Who gets accounts (was Re: Advice, opinions, and ideas sought.)

wjb at cogsci.cog.jhu.edu wjb at cogsci.cog.jhu.edu
Thu Jun 27 03:46:32 AEST 1991


In article <22300 at uudell.dell.com> sblair at upurbmw.dell.com (Steve Blair) writes:
>
>A user is caught by the watchful eyes of the sysadmin group attempting
>to connect to machine/companies/etc., that that user should *not*
>be connecting to.
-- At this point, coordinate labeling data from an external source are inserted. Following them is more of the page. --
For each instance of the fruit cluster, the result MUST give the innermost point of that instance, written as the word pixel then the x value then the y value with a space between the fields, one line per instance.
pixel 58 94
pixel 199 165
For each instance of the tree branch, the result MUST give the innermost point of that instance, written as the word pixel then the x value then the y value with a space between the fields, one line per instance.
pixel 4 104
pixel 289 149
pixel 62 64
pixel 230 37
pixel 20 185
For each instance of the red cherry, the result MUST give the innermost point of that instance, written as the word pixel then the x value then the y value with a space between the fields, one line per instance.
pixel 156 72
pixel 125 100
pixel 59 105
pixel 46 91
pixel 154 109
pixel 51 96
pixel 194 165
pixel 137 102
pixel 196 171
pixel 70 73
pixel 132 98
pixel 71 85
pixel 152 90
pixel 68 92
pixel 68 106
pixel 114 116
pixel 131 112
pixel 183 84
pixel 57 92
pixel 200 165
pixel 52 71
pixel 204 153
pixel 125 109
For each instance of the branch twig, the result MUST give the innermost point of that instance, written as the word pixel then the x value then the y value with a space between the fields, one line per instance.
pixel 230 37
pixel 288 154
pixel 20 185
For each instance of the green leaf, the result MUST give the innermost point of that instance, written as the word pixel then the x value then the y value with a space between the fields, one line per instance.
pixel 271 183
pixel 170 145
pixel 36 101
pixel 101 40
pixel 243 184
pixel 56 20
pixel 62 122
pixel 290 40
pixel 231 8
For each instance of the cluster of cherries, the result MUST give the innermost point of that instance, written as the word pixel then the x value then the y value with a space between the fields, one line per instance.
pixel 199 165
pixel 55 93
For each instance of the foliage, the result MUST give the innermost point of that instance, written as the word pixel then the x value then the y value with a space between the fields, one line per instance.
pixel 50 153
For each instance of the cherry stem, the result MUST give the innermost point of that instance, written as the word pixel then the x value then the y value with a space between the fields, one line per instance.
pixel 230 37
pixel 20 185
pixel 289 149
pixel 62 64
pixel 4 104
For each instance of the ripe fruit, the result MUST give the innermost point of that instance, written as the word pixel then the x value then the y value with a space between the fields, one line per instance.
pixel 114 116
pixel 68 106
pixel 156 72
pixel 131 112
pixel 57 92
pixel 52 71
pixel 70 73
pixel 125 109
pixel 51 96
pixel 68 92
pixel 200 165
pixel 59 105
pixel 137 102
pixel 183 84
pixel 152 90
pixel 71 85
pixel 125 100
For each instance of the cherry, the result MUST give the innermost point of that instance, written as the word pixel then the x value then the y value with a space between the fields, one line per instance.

A sysadmin from one of the other sites calls *YOU*
>on the phone, and tells you:
>
>"Someone is attempting to connect to our site from yours, and they've
>not got a reason/account/friend here".
>...
>I've had this at a company(NOT DELL) where I used to work, and it
>took me a few hours to determine that this employee was *not*
>just playing around.

	Your idea of a paper trail sounds like a good one and it sounds like
you dealt with your situation (gathered your own evidence) in a reasonable
manner.  Written policy is also helpful.  I do have problems with this
statement though:

>"Someone is attempting to connect to our site from yours, and they've
>not got a reason/account/friend here".

	I couldn't possibly accept that statement without question.  The
administrator hopefully would know that my user didn't have an account on
their machines, might by talking to EVERYONE at their site discover that my
user didn't have any friends there, but unless telepathic couldn't possibly
know if my user had a reason (good or not).  An administrator does not
become a deity upon reaching that status (I should know), nor are all users
scum.  Again, it seems like you had a real situation and handled it
judiciously.

	For discussions on a different example, take a look in
"comp.admin.policy" where disagreement on whether the actions of the user
were "wrong" not to mention the appropriateness of the administrator's
response.  My point here: be sure you know the difference between "facts" and
"assumptions" and with which you are dealing.